Recycled plastics are normally more or less contaminated and this can cause smell of different nature and intensity. This is a main challenge and it is crucial to be able to minimise. The FuturePack project studied various techniques and principles for odour reduction. Additionally, we developed analytical methodology and strategies for the assessment of the smell.
In a case study we used hot washed flakes of HDPE from the Norwegian recycler IVAR, produced from household waste. These were sent to EREMA for recycling in their pilot centre where we could test the efficiency of the EREMA Refresher technology for odour reduction.

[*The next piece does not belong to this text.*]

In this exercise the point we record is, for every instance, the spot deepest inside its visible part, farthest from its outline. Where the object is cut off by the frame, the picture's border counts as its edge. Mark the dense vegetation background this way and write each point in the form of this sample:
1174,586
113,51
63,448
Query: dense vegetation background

The principle of the EREMA Refresher and its place in the value chain is shown in the figure 2. This process relies on hot air flushing of pellets to remove any high and low volatile substances including odour components. The pellets are already hot after the extrusion process and are maintained at a temperature of at least 60° C and flushed with hot air for an extended period. The intention is that this will reduce the odour due to de-volatilisation of the pellets.
Figure 2: The Refresher is the last process step in above description where pellets are treated with hot air for a fixed amount of time.
The flakes were extruded at EREMA and Refreshed for 0, 3, 5, 7 and 22 hours. The resulting samples were further studied by Norner. First, they were evaluated by an odour panel. The odour intensity results after the EREMA refresher treatment of the HDPE PCR are shown in Figure 3. This demonstrates a clear reduction of the odours versus increased time and treatment in the EREMA Refresher. Secondly the samples were analysed by GC-FID which gives a quantitative measurement of the total content of volatile components which is strongly correlated to the odour reduction.
Also, a third analysis strategy has been developed which use a GC-O-MS. This means that the components are identified as being with/without smell by an operator sniffing and smelling one part of the gas flow before the detector is identifying which substance it is. In this way we can evaluate the odour by number of substances and their possible risk by the identification. We could see that the number of odour components were drastically reduced 90% from 54 to 5 with 22h time in the refresher, but even after 3h the number was reduced with 50%.
We have also compared the results with a virgin HDPE reference. Please notice that the content of volatiles (VOC) in this virgin reference is significantly higher even if the odour contribution is clearly lower in the panel. This shows that analysis of total volatile content is not the best way to assess the odour quality.
Figure 3a+b): Norner forced ranking by odour panel plus GC-FID and GC-O results of HDPE PCR from household processed at EREMA Refresher for 0, 3, 5, 7 and 22 hours
The two cases clearly shows that the re-additivation and de-volatilisation are two important contributors to the quality and value of recycled plastics.
The FuturePack project had following Norwegian industry partners; Bama, BEWi, Elopak, Grønt Punkt, Mills, Norgesgruppen, Nortura, Orkla, ROAF and Tine, representing various parts of the value chain for food production, packaging and recycling. The participating R&D institutes were Norner Research, Nofima, RISE PFI, Norsus and NTNU IKP.